Inference of HuggingFace's BLOOM-like models in pure C/C++.
The repo was built on top of the amazing llama.cpp repo by @ggerganov, to support BLOOM models. It supports all models that can be loaded using BloomForCausalLM.from_pretrained()
.
First, you need to clone the repo and build it:
git clone https://github.com/NouamaneTazi/bloomz.cpp
cd bloomz.cpp
make
Then, you can convert any BLOOM model from the Hub to the ggml format.
# install required libraries
python3 -m pip install torch numpy transformers accelerate
# download and convert the 7B1 model to ggml FP16 format
python3 convert-hf-to-ggml.py bigscience/bloomz-7b1 ./models
# Note: you can add --use-f32 to convert to FP32 instead of FP16
Optionally, you can quantize the model to 4-bits.
./quantize ./models/ggml-model-bloomz-7b1-f16.bin ./models/ggml-model-bloomz-7b1-f16-q4_0.bin 2
Finally, you can run the inference.
./main -m ./models/ggml-model-bloomz-7b1-f16-q4_0.bin -t 8 -n 128
Your output should look like this:
make && ./main -m models/ggml-model-bloomz-7b1-f16-q4_0.bin -p 'Translate "Hi, how are you?" in French:' -t 8 -n 256
I llama.cpp build info:
I UNAME_S: Darwin
I UNAME_P: arm
I UNAME_M: arm64
I CFLAGS: -I. -O3 -DNDEBUG -std=c11 -fPIC -pthread -DGGML_USE_ACCELERATE
I CXXFLAGS: -I. -I./examples -O3 -DNDEBUG -std=c++11 -fPIC -pthread
I LDFLAGS: -framework Accelerate
I CC: Apple clang version 13.1.6 (clang-1316.0.21.2.5)
I CXX: Apple clang version 13.1.6 (clang-1316.0.21.2.5)
make: Nothing to be done for `default'.
main: seed = 1678899845
llama_model_load: loading model from 'models/ggml-model-bloomz-7b1-f16-q4_0.bin' - please wait ...
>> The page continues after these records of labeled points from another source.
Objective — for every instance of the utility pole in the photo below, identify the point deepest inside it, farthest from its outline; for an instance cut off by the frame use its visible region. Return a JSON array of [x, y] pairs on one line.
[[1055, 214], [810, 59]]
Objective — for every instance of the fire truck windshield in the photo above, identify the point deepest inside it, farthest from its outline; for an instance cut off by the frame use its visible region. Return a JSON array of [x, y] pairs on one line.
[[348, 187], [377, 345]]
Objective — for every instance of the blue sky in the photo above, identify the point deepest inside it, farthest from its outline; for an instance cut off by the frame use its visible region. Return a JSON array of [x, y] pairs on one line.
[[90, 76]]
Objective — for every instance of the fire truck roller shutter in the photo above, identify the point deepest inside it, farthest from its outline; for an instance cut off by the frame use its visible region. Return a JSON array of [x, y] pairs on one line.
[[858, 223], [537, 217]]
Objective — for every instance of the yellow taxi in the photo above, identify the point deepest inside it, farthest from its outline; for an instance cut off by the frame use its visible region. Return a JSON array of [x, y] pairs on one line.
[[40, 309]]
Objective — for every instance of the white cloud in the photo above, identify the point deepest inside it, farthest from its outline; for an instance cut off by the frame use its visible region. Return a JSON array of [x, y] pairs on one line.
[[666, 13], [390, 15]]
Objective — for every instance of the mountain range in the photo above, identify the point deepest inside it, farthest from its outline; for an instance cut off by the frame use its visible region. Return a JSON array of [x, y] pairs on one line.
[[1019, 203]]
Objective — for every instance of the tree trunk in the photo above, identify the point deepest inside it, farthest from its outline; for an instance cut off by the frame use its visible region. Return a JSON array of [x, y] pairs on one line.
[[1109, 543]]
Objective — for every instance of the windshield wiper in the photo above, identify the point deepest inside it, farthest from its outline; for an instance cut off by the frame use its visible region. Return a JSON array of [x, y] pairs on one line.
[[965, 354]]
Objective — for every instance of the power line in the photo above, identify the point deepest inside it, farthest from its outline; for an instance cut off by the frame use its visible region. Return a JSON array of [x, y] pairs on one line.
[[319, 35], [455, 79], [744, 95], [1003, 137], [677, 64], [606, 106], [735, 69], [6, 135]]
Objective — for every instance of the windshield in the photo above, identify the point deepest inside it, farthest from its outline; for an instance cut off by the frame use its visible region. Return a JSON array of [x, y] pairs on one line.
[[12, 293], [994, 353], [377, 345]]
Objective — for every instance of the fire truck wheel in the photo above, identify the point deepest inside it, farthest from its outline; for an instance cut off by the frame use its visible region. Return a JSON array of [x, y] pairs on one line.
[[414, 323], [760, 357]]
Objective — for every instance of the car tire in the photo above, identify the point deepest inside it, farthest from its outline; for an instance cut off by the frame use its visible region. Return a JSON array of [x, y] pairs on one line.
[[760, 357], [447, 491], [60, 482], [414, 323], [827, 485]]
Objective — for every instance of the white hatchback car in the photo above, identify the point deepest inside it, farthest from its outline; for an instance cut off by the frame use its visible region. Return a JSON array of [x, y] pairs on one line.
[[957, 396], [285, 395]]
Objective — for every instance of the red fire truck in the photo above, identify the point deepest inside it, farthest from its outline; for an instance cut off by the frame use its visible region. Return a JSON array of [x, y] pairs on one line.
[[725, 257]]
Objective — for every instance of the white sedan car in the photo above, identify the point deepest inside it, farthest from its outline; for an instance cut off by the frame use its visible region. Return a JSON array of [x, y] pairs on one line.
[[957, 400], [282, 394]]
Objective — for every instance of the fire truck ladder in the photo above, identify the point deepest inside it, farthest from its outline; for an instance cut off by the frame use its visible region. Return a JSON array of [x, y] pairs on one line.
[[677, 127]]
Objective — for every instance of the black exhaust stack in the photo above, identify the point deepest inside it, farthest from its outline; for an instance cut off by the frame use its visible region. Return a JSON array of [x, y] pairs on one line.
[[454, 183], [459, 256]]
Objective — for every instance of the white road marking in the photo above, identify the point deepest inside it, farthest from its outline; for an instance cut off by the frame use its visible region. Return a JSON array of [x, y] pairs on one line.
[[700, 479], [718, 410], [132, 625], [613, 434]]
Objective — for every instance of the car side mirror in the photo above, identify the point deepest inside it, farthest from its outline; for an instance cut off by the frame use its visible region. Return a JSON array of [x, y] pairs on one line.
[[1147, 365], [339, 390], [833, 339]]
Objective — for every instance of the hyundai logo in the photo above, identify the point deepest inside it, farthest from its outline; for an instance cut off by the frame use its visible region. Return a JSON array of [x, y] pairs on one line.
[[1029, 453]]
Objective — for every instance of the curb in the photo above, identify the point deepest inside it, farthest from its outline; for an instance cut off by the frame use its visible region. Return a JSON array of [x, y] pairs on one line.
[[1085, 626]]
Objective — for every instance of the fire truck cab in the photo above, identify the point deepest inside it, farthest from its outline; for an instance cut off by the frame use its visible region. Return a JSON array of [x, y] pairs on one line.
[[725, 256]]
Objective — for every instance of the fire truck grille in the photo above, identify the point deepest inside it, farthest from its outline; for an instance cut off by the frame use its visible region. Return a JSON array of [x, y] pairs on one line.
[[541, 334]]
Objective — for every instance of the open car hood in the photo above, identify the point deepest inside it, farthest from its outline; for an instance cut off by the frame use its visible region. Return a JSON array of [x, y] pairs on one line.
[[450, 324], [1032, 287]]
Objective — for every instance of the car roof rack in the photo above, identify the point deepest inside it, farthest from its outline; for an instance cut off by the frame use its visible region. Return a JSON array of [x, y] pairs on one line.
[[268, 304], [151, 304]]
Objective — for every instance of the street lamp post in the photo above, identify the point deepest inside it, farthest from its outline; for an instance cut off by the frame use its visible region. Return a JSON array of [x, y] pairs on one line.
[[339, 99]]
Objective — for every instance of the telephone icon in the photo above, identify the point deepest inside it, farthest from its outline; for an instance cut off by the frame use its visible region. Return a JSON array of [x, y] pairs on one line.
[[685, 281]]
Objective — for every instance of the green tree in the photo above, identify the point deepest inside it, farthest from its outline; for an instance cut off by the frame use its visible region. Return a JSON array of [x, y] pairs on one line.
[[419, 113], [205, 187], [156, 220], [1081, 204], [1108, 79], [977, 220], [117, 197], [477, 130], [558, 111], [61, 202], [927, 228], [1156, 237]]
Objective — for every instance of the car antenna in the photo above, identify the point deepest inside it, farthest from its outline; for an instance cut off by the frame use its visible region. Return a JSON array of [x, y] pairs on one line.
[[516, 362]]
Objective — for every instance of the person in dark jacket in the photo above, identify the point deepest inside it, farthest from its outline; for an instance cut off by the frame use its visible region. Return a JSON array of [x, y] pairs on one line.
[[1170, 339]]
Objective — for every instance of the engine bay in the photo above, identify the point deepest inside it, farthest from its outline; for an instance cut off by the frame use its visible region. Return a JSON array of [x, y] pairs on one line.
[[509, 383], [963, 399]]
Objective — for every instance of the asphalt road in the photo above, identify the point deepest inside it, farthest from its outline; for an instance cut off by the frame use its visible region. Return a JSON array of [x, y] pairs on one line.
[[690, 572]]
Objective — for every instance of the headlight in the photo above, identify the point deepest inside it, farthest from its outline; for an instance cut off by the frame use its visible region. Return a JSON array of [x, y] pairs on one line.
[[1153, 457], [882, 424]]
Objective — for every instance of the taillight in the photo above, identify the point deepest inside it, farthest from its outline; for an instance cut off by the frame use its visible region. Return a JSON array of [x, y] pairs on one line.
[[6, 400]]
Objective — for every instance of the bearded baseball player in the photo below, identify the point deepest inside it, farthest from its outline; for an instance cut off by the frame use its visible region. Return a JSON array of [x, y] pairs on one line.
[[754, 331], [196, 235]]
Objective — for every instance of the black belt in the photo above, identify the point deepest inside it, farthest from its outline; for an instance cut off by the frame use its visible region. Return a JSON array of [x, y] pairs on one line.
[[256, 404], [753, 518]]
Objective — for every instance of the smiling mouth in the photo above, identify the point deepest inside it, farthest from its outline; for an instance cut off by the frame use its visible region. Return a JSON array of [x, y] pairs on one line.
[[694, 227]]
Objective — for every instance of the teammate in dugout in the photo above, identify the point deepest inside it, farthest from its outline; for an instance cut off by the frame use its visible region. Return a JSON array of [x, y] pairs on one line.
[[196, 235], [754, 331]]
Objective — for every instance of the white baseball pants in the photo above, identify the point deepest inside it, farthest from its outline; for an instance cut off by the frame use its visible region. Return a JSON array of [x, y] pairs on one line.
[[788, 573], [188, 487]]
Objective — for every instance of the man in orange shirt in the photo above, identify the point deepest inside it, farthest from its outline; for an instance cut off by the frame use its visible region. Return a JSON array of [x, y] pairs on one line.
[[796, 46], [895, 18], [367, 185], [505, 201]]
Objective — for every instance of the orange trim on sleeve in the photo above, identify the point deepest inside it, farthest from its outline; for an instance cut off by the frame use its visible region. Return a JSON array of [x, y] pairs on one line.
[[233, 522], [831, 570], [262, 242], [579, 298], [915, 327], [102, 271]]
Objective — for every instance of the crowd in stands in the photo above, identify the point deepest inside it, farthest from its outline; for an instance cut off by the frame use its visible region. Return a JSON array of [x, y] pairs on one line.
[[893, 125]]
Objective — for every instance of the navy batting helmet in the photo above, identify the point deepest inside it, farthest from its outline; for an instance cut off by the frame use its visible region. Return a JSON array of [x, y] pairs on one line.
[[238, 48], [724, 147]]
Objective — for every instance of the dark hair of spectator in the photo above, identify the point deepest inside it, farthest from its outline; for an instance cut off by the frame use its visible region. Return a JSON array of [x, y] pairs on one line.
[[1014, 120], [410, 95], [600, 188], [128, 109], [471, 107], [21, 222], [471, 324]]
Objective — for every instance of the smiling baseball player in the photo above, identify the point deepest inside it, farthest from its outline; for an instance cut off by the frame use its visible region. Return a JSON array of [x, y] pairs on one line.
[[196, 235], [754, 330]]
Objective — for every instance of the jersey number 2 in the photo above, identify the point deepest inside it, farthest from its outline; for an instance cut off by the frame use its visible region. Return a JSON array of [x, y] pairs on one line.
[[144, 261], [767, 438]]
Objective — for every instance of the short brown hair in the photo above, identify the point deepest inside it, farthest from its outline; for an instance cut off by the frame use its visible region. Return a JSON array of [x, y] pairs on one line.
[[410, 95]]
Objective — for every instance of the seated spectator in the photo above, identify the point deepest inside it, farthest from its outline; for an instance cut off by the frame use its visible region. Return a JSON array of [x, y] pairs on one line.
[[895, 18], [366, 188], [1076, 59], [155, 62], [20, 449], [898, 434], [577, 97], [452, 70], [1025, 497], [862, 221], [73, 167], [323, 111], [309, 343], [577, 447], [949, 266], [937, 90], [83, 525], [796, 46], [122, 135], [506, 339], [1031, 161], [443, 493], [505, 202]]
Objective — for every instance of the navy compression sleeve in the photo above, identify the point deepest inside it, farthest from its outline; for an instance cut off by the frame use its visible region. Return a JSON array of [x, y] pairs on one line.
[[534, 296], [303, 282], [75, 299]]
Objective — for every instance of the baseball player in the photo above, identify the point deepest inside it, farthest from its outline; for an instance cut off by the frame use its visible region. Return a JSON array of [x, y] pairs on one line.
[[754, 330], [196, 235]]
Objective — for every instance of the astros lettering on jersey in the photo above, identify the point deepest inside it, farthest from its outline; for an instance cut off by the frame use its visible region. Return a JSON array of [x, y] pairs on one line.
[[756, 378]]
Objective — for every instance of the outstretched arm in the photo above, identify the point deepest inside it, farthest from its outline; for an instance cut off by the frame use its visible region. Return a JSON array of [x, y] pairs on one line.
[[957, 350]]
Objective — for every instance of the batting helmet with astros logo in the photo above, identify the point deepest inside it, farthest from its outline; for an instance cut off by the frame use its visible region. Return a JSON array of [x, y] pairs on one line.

llama_model_load: n_vocab = 250880
llama_model_load: n_ctx = 512
llama_model_load: n_embd = 4096
llama_model_load: n_mult = 1
llama_model_load: n_head = 32
llama_model_load: n_layer = 30
llama_model_load: f16 = 2
llama_model_load: n_ff = 16384
llama_model_load: n_parts = 1
llama_model_load: ggml ctx size = 5312.64 MB
llama_model_load: memory_size = 480.00 MB, n_mem = 15360
llama_model_load: loading model part 1/1 from 'models/ggml-model-bloomz-7b1-f16-q4_0.bin'
llama_model_load: ............................................. done
llama_model_load: model size = 4831.16 MB / num tensors = 366
main: prompt: 'Translate "Hi, how are you?" in French:'
main: number of tokens in prompt = 11
153772 -> 'Translate'
17959 -> ' "H'
76 -> 'i'
98257 -> ', '
20263 -> 'how'
1306 -> ' are'
1152 -> ' you'
2040 -> '?'
5 -> '"'
361 -> ' in'
196427 -> ' French:'
sampling parameters: temp = 0.800000, top_k = 40, top_p = 0.950000, repeat_last_n = 64, repeat_penalty = 1.300000
Translate "Hi, how are you?" in French: Bonjour, comment ça va?</s> [end of text]
main: mem per token = 24017564 bytes
main: load time = 3092.29 ms
main: sample time = 2.40 ms
main: predict time = 1003.04 ms / 59.00 ms per token
main: total time = 5307.23 ms
Here's a list of the available options:
usage: ./main [options]
options:
-h, --help show this help message and exit
-s SEED, --seed SEED RNG seed (default: -1)
-t N, --threads N number of threads to use during computation (default: 4)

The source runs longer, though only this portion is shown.